Teve a ver com paciência. Todos nós estávamos sentados
na montanha esperando pela hora certa; eu diria que 70% do tempo das
filmagens foi gasto esperando. Então, enquanto esperávamos
nós conversávamos e essa foi uma maneira de eu poder absorver
o clima do lugar.
6) Há um
casal jovem e um casal velho no filme, o que nos faz pensar se eles
nao são, de alguma maneira, o mesmo casal em idades diferentes,
como nas peças de Edward Albee. Você acha que isso é
algo que teve a intenção de fazer?
Não, de fato. Tudo aconteceu durante o casting. No roteiro
original todos teriam a mesma idade - adolescentes. Mas eu me sinto
atraído por algumas faces em particular. Eu não me preocupo
com idade.
7) O filme, você só percebe quando ele acaba, é
um tipo de flashback em forma de carta. Ao mesmo tempo em que
você mostra o quão adorável e importante é
"aproveitar o dia", você também mostra que bons
e belos tempos passam, sobrevivendo apenas como lembranças, o
que nos faz sair do cinema com um sentimento agridoce em relação
às nossas vidas. Esse tipo de sentimento, agridoce, está
associado, no cinema, às comédias românticas; você
aprecia esse gênero de filmes? Você gosta ou acha que foi,
de uma certa maneira, influenciado por esse tipo de filme?
Eu sou fascinado
por novelas. Não tenho muita certeza se entendo o sentimento
agridoce da mesma maneira como você o descreveu. Mas a mídia
tailandesa é cheia de novelas, na televisão, nos comerciais
e nos filmes. Na verdade, meus vídeos lidam principalmenye com
narrativas influenciadas pelas novelas. É a expressão
humana óbvia, natureza que é fácil de entender
e de se relacionar. Não é comédia romântica,
mas mais um extremo exagero social. Então escolhi encontrar uma
maneira de experimentar (diminuição, aumento etc) com
a novela.
8) Por outro lado,
se pudermos colocar cineastas como Ernst Lubitsch e Billy Wilder no
lado das comédias românticas, poderemos então dizer
de Jacques Rivette, Hans Jurgen Syberberg e Wim Wenders que trabalham
com tempo e duração (o "peso" do filme). Para
que lado da balança você acha que seu filme tenderia?

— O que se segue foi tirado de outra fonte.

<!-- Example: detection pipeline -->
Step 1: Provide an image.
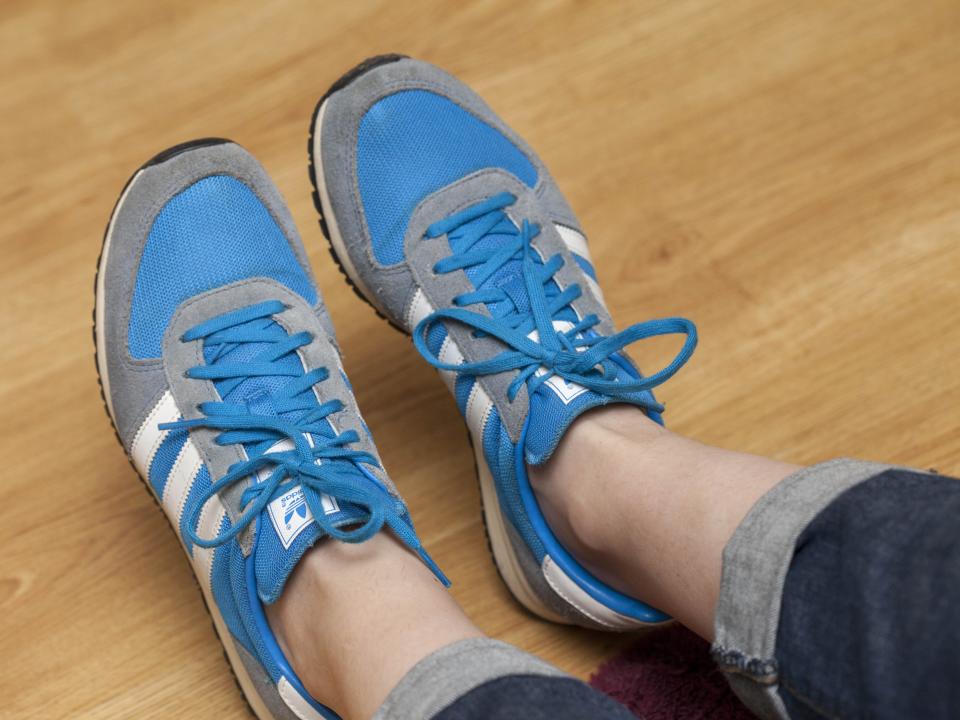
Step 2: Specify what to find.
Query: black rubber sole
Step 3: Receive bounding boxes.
[307,55,539,617]
[307,54,409,337]
[91,137,257,718]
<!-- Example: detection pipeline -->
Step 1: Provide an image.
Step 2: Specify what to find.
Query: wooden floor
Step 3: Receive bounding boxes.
[0,0,960,718]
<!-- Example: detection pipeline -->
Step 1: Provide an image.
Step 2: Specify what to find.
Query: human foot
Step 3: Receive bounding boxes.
[94,139,452,720]
[309,55,696,630]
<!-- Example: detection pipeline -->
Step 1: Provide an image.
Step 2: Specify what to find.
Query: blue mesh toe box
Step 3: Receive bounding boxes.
[127,175,317,359]
[357,90,537,265]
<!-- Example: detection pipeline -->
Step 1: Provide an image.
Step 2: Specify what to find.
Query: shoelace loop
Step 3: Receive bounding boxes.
[413,193,697,412]
[159,300,450,585]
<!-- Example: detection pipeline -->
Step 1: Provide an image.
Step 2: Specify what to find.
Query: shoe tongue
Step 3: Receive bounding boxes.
[447,216,653,465]
[204,321,373,603]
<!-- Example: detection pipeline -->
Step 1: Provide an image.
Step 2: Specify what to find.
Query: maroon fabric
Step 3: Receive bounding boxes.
[590,625,753,720]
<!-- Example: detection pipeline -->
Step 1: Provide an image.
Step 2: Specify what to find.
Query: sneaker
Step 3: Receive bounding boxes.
[308,55,696,630]
[94,139,443,720]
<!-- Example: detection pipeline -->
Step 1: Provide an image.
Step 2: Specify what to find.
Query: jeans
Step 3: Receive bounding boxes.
[377,460,960,720]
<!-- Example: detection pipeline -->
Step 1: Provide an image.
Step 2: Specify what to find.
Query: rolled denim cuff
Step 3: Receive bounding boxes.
[711,459,890,720]
[373,638,569,720]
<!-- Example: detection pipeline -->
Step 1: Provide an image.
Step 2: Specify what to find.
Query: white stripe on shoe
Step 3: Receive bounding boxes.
[193,495,227,592]
[163,438,203,535]
[130,390,180,480]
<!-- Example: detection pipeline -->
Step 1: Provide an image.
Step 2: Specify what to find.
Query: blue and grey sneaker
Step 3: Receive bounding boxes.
[94,139,445,720]
[309,55,696,630]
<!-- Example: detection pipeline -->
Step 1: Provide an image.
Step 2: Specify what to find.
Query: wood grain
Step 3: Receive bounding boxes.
[0,0,960,718]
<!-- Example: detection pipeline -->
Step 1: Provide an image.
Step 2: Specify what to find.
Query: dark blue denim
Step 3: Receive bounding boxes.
[777,470,960,720]
[435,470,960,720]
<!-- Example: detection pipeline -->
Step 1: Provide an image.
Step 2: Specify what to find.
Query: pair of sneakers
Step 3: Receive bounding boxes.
[94,55,696,719]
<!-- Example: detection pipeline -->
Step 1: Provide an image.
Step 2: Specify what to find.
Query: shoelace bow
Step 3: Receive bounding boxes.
[413,193,697,412]
[160,300,449,585]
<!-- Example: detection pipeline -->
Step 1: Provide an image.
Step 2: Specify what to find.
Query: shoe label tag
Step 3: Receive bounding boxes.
[535,368,587,405]
[527,320,587,405]
[267,485,340,550]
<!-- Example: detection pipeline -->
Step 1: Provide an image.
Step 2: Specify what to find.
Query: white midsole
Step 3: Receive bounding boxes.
[94,169,275,720]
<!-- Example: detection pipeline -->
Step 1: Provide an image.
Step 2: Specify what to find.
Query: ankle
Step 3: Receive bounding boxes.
[528,405,670,563]
[266,533,481,717]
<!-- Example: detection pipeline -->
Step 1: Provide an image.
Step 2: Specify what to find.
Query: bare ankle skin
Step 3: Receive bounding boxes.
[529,405,799,640]
[266,532,482,718]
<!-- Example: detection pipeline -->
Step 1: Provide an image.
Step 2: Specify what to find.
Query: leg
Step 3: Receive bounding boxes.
[530,407,960,718]
[530,405,799,639]
[267,533,633,720]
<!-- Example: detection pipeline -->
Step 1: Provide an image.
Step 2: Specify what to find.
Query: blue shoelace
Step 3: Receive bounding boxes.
[413,193,697,412]
[160,300,449,585]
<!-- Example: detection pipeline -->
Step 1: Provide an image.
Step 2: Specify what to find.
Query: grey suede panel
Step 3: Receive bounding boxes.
[163,278,397,554]
[711,459,890,719]
[101,143,318,451]
[317,59,579,324]
[373,638,569,720]
[231,638,299,720]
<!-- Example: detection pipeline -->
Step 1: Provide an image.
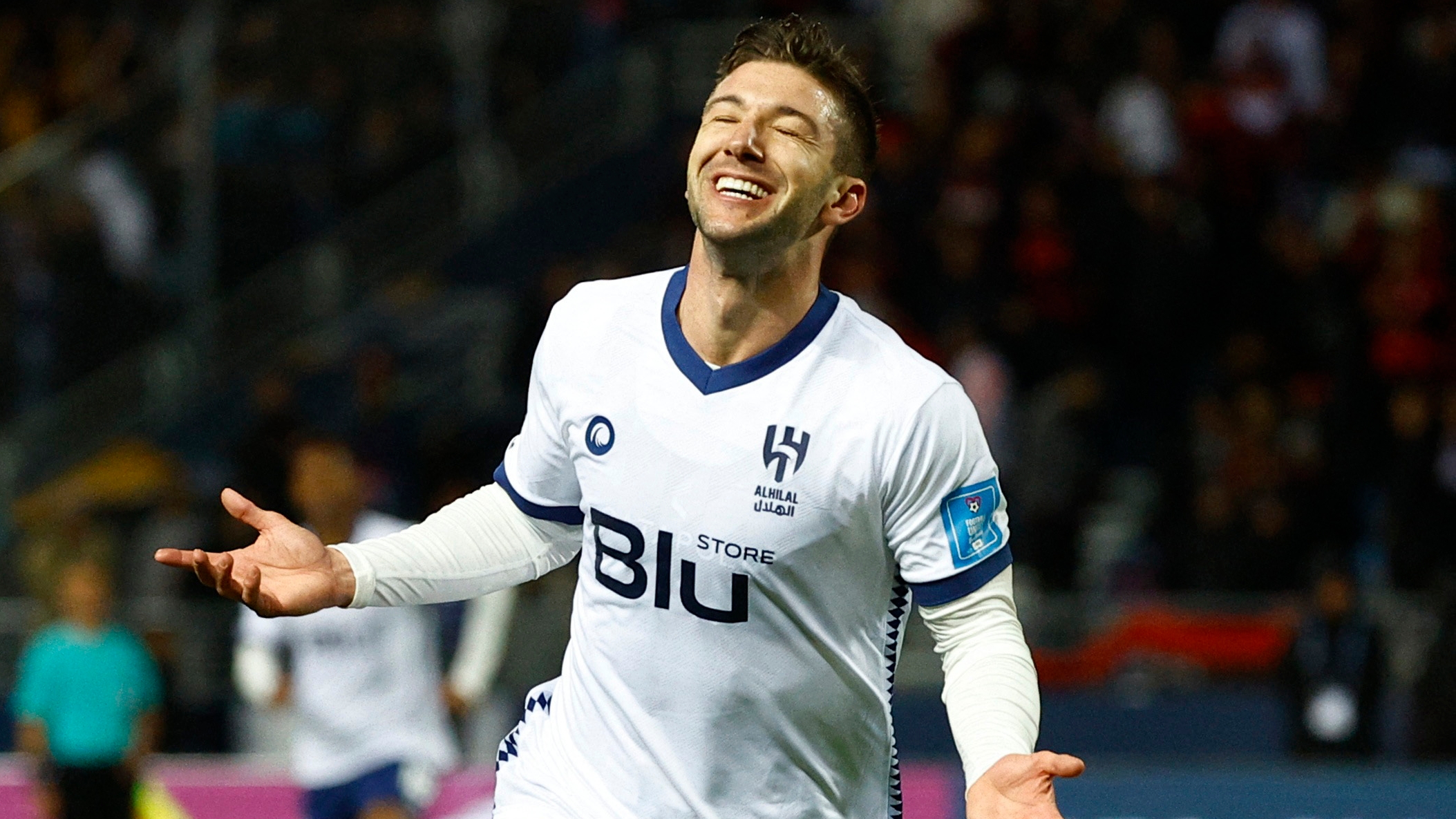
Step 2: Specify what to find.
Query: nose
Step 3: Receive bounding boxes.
[724,118,763,162]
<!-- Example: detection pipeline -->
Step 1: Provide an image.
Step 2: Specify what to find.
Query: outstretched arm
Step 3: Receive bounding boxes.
[920,567,1085,819]
[155,489,354,616]
[155,484,581,616]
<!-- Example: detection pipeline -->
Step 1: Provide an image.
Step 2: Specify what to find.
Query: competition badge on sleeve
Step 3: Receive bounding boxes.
[940,478,1006,568]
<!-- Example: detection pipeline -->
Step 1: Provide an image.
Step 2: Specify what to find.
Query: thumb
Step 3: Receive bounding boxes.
[1035,751,1088,777]
[223,488,283,532]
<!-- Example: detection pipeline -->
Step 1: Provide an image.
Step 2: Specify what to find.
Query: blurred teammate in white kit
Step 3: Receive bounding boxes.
[233,439,514,819]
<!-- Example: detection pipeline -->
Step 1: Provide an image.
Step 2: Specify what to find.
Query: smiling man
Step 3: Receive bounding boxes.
[158,16,1082,819]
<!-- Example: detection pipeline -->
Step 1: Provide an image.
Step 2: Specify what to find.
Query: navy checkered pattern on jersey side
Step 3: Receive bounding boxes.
[495,690,550,771]
[885,580,910,819]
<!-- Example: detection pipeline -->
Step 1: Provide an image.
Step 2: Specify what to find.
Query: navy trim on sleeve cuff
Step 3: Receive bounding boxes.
[495,460,587,526]
[910,545,1010,606]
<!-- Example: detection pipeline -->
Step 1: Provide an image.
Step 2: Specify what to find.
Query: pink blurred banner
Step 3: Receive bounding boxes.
[0,757,960,819]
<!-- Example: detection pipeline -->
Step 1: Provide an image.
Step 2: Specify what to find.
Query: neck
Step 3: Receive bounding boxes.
[677,233,824,367]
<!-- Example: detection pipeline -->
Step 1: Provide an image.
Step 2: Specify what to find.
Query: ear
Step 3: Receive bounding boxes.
[820,176,869,227]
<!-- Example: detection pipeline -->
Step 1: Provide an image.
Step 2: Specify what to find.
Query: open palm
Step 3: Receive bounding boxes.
[155,489,354,616]
[965,751,1086,819]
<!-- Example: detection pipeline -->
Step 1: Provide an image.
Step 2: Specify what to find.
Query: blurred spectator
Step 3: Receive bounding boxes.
[1006,366,1105,589]
[233,439,514,819]
[1098,22,1181,176]
[15,563,162,819]
[1411,569,1456,761]
[1214,0,1326,137]
[1284,556,1386,756]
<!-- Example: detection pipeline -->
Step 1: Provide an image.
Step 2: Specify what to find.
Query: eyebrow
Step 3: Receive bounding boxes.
[703,93,818,134]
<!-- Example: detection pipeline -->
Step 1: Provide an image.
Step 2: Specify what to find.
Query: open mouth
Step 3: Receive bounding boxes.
[713,176,768,201]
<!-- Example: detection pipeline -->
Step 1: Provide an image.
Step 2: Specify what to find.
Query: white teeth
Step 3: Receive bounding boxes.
[718,176,768,200]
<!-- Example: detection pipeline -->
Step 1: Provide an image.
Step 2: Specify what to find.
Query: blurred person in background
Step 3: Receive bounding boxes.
[1284,563,1385,756]
[15,561,162,819]
[233,437,514,819]
[1411,565,1456,762]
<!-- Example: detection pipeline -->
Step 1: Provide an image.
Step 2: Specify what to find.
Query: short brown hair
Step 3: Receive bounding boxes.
[718,15,880,176]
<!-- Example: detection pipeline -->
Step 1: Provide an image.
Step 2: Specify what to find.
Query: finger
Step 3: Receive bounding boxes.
[1035,751,1088,777]
[191,549,217,592]
[151,549,192,568]
[233,564,263,610]
[216,552,243,602]
[223,488,287,532]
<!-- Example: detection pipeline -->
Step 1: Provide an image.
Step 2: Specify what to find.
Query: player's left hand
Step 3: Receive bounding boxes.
[965,751,1086,819]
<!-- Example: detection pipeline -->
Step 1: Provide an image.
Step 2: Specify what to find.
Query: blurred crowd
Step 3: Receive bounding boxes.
[829,0,1456,592]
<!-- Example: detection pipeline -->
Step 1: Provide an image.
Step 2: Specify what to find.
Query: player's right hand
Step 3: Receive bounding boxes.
[154,489,354,616]
[965,751,1086,819]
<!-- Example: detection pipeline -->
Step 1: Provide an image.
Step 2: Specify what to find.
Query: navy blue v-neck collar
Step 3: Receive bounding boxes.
[663,267,839,395]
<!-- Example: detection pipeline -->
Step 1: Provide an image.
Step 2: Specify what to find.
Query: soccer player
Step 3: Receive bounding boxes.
[233,437,514,819]
[158,16,1084,819]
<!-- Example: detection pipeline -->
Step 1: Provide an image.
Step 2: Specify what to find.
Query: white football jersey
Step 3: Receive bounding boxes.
[495,268,1010,819]
[237,511,459,789]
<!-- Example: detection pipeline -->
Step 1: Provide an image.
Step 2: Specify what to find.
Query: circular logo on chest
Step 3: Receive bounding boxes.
[587,415,617,455]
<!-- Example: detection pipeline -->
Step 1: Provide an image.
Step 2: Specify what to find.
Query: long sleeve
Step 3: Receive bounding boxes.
[332,484,581,608]
[920,567,1041,784]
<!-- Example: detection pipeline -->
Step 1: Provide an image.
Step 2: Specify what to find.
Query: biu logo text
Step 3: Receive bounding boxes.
[587,415,617,455]
[763,424,809,484]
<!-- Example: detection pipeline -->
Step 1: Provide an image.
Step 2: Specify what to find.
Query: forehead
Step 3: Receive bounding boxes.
[709,59,842,125]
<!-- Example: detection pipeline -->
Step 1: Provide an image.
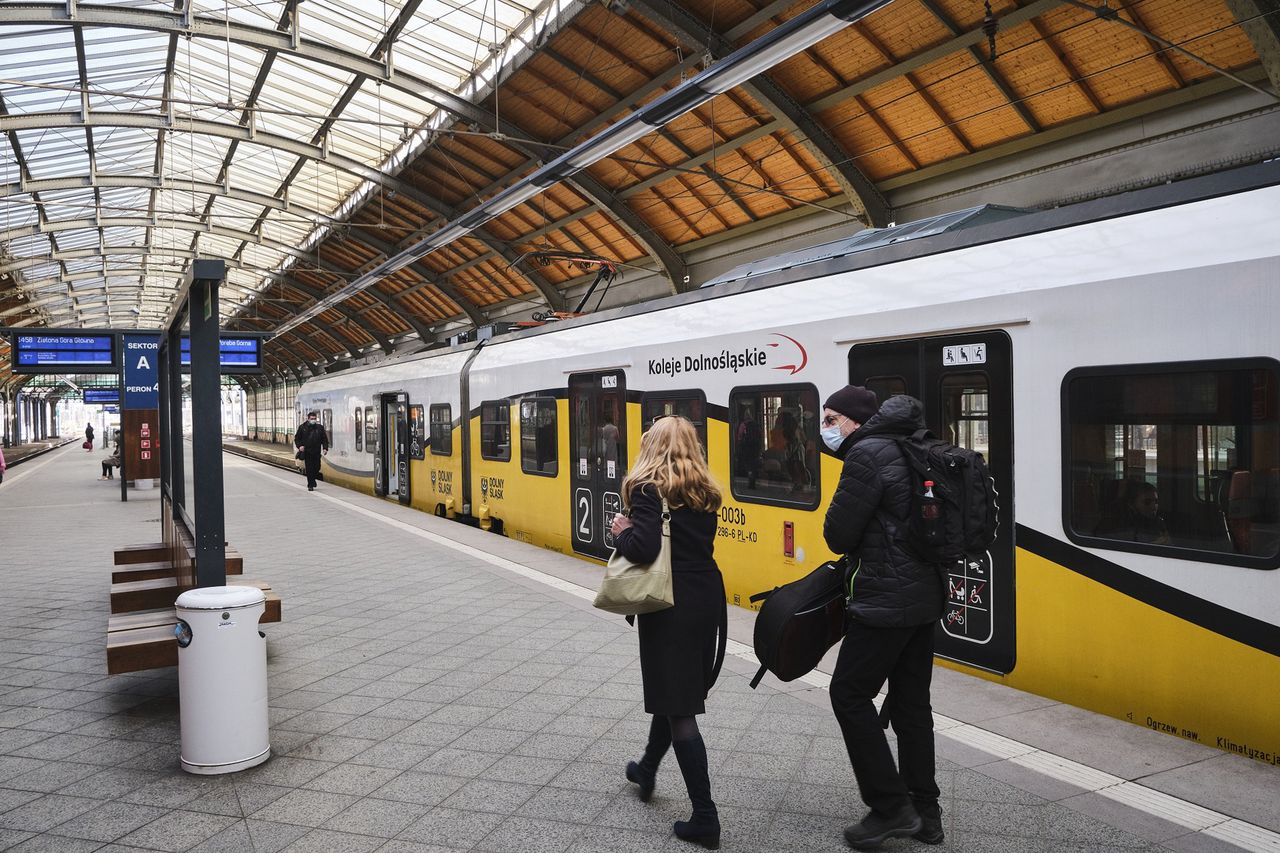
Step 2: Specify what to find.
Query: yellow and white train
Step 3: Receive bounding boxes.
[288,163,1280,765]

E
o seu gosto pessoal ao assistir a filmes?
Eu prefiro estar
no meio. No momento estou fazendo um vídeo que simula o velho
estilo tailândes de filmar com uma narrativa totalmente ligue-os-números,
exceto pela personagem principal feminina, feita por um homem travestido.
Então às vezes é liberador ignorar a consciência
intelectual. No que diz respeito ao meu gosto pessoal por filmes, eu
tendo a ver tudo e me divertir com tudo. É como diferentes tipos
de livro que se lê - às vezes se lê uma novela, outras
vezes histórias em quadrinho, outras ainda, piadas etc. eu realmente
não tenho preferência. Raramente me deparo com um livro
muito ruim - como assistir a essa coisa chamada Senhor dos Anéis.
9) Em que medida
você se considera influenciado por outros cineastas orientais
recentemente "descobertos" pelo ocidente, especialmente os
chineses como Hou Hsiao-hsien, Tsai Ming-liang ou Wong Kar-wai? Amores
Expressos, desse último, é também um filme
sobre a joie-de-vivre e o fluir do tempo, com fortes premissas
estéticas mas também com um certo poder de preocupação
social, principalmente em lidando com imigrantes ilegais, como também
acontece em Eternamente Sua...
Eu não conheço
os trabalhos de Wong Kar-wai. Mas Hou Hsia-hsien e Tsai Ming-liang são
super inspiradores. Segundo a minha experiência, a paisagem de
Taiwan e a sua população compartilham traços com
o povo tailandês. Quando assisto aos seus filmes penso: "Uau,
como isso é tailandês!", e isso também com
o cinema de Edward Yang. Seus filmes sempre me forçam a olhar
em volta e a apresentar meu entorno de acordo com meus sentimentos e
não de acordo com padrões hollywoodianos.
10) Em outro email
você falou de um novo filme. Sobre o que é e quando estreará?
Tenho dois projetos
no momento. Um se chama The Adventure of Iron Pussy. É
o mesmo projeto em vídeo que mencionei antes e sairá em
setembro. O outro é um filme chamado Tropical Malady.
É sobre dois homens na selva e é como um filme gêmeo
de Eternamente Sua, exceto pelo fato de que agora se trata
da idéia de felicidade pessoal em relação com a
beleza durante os dias e as noites na floresta. Esperamos lançá-lo
em 2004.
Entrevista concedida
por email a Ruy Gardnier em maio de 2003.